Version control with Git

Keeping track of versions

You work on a project and would like to keep track of what you did. That is why keep old versions of your files. That way you can go back if you messed up beyond recognition.

  • Usually that looks like this:

filesystem without version control

  • Or you use dropbox or something like it:

dropbox versions

  • Other people use email. Emailing to themselves or to collaborators when they finished something.

And that is fine. If it works, it works. However in some cases you might want to go back to a previous version and work from there, or start with a variant your colleague made. That could become very difficult with these ways of versioning. Also you never know what changed in these versions untill you open the file and manually compare things. That gets tedious.

Version control software

With version control software you can create snapshots of the points where you fixed bugs, where you finished features and even better, you can tell exactly where versions of the file are different.

The most widely used software are Mercurial, SVN and GIT. We will work with GIT, first of all because it can be used with Rstudio, though svn works too, and second because it works nicely with Github.

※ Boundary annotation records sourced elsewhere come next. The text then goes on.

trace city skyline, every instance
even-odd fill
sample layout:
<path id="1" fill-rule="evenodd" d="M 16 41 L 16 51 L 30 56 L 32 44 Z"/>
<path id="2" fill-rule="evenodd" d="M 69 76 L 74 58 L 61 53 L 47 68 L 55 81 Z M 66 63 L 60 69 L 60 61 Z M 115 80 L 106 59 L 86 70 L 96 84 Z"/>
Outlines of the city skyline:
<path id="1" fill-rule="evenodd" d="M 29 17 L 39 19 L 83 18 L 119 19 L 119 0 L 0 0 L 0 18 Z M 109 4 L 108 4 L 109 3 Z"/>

So how does Git work? Every time you reach a point in you project that you think is critical, you make a commit. You save a current state of all the files in the directory. And when you make this snapshot of your files, you can (and should) write down what you solved and what you changed since last time. In the future when you look back at your commit history you can read in what state your project was.

In the next example you can see what changed in the files, without even looking at the files themselves. commits from test_dat, from github

Branching

Even better, you can start from any saved point in time and create a new version. And when you like that version better, merge it back into an other version. branches In the example above, at the second commit I branched (purple line). the third row from below is a commit in the purple branch. Then I changed something in the normal branch and finally I merged the blue and purple line in the second line from the top.

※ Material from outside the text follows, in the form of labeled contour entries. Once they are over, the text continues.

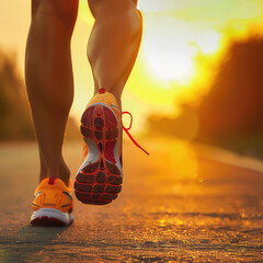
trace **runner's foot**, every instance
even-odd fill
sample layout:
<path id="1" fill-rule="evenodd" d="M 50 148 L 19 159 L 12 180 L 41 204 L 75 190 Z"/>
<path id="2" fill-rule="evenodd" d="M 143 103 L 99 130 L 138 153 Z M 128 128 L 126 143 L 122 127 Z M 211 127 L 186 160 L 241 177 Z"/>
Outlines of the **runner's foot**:
<path id="1" fill-rule="evenodd" d="M 31 216 L 33 226 L 69 226 L 73 221 L 71 197 L 71 181 L 69 186 L 60 179 L 42 180 L 35 190 L 32 203 L 34 213 Z"/>
<path id="2" fill-rule="evenodd" d="M 122 121 L 113 94 L 100 89 L 81 118 L 84 157 L 75 194 L 84 204 L 106 205 L 122 191 Z"/>

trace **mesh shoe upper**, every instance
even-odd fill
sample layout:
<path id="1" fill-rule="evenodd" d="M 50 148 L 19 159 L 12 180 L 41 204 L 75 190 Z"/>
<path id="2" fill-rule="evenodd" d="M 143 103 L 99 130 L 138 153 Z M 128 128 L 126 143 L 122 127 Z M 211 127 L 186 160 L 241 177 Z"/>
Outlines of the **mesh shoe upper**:
<path id="1" fill-rule="evenodd" d="M 55 208 L 62 213 L 71 213 L 73 207 L 71 184 L 71 181 L 69 186 L 66 186 L 60 179 L 44 179 L 35 190 L 32 203 L 34 211 L 39 208 Z"/>

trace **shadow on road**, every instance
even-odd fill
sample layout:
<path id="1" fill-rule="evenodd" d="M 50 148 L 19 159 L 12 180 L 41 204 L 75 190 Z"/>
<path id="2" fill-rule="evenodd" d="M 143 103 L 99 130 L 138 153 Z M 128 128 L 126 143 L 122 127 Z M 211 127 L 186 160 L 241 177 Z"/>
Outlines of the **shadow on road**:
<path id="1" fill-rule="evenodd" d="M 37 254 L 53 245 L 67 227 L 32 227 L 26 226 L 19 231 L 3 238 L 0 262 L 28 262 Z M 5 248 L 4 248 L 5 247 Z"/>

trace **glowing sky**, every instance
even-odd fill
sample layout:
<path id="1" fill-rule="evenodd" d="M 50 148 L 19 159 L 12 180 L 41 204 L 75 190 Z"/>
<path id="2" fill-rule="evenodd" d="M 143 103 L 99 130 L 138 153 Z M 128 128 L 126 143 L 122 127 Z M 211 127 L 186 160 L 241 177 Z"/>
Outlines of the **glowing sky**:
<path id="1" fill-rule="evenodd" d="M 0 0 L 0 46 L 16 50 L 23 72 L 30 1 Z M 180 103 L 198 100 L 213 79 L 209 66 L 220 59 L 229 42 L 251 31 L 262 33 L 263 28 L 262 0 L 140 0 L 139 9 L 144 14 L 144 38 L 123 96 L 123 107 L 134 114 L 137 128 L 151 112 L 176 114 Z M 85 58 L 92 23 L 87 2 L 81 0 L 72 38 L 72 114 L 78 117 L 93 90 Z"/>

You don’t have to use branching, just saving important points along the way is a great start (It would be the point where you email yourself a version, or save a new version of the file).

Starting with Git

Git was developed by people at Linux because their other version control software was hard to work with [^1]. Git is designed to work with a distributed nonlinear workflow… Which means that everyone can work at any time at their version of software and you can merge those versions together. What you need to know is that it works, it’s free, works on all systems, and that many people use it. You can use it for your projects, even if you work alone. It helps keeping your files under control and makes it easy to go back to previous versions of your files. It is not a backup solution (please make backups!) and it is not a unicorn [^2]. But how do you work with git?

graphical user interfaces (gui) for git

Git lives in the command line, you need to navigate to the right folder on your computer within the command line, and type the right commands. Unfortunately I always forget what the commands are. But for people like me there is a GUI for windows that takes care of many things. But I would actually recommend Sourcetree for windows (mac also). It’s a graphical user interface where you keep track of all your repositories. It’s a great tool, see this youtube video for a short [14 mins] tutorial into sourcetree.

Do I need to install all this new sofware? I’m just coding for fun!

No, you don’t have to. All I would recommend is to download Git and install it. Rstudio has gitsupport build in, you only need to install git on your system and tell rstudio where to find it. After that you can click icons.

Rstudio and Git

According to Rstudio, you will have to activate git support after you have downloaded and installed it to your computer.

  1. Go to Global Options (from the Tools menu)
  2. Click Git/SVN
  3. Click ‘Enable version control interface for RStudio projects’
  4. If necessary, enter the path for your Git or SVN executable where provided.

enabling git in rstudio example

So, how do you use version control within Rstudio?

Rstudio project and git.

Start a new project

I chose an empty project in a new directory

and then click ‘Create a git repository’

The repo and real folder on windows 8.1 look like this.

image image
rstudio and the real folder with hidden folders showing

When you start a new project a Rproject file is placed in the folder that contains all the project settings you have. But when you enable git, a .gitignore file is also placed in your folder. That file tells git which files not to track for changes. Rproject makes sure that the the temporary r files are not tracked, because temporary files will be recreated every time and tracking them is useless. In my case I have turned on the ‘show hidden files’ option in windows. If you don’t have that on (and you don’t have to) you will only see the gitignore file (with no name) and the rstudioproject file.

Now let’s look back at rstudio git tab.

Git version control within Rstudio: your first commit

I have added the second file, the icon changes to a green A (short for: add to repository), the first one shows two yellow questionmarks (short for: not tracked, not changed, I think).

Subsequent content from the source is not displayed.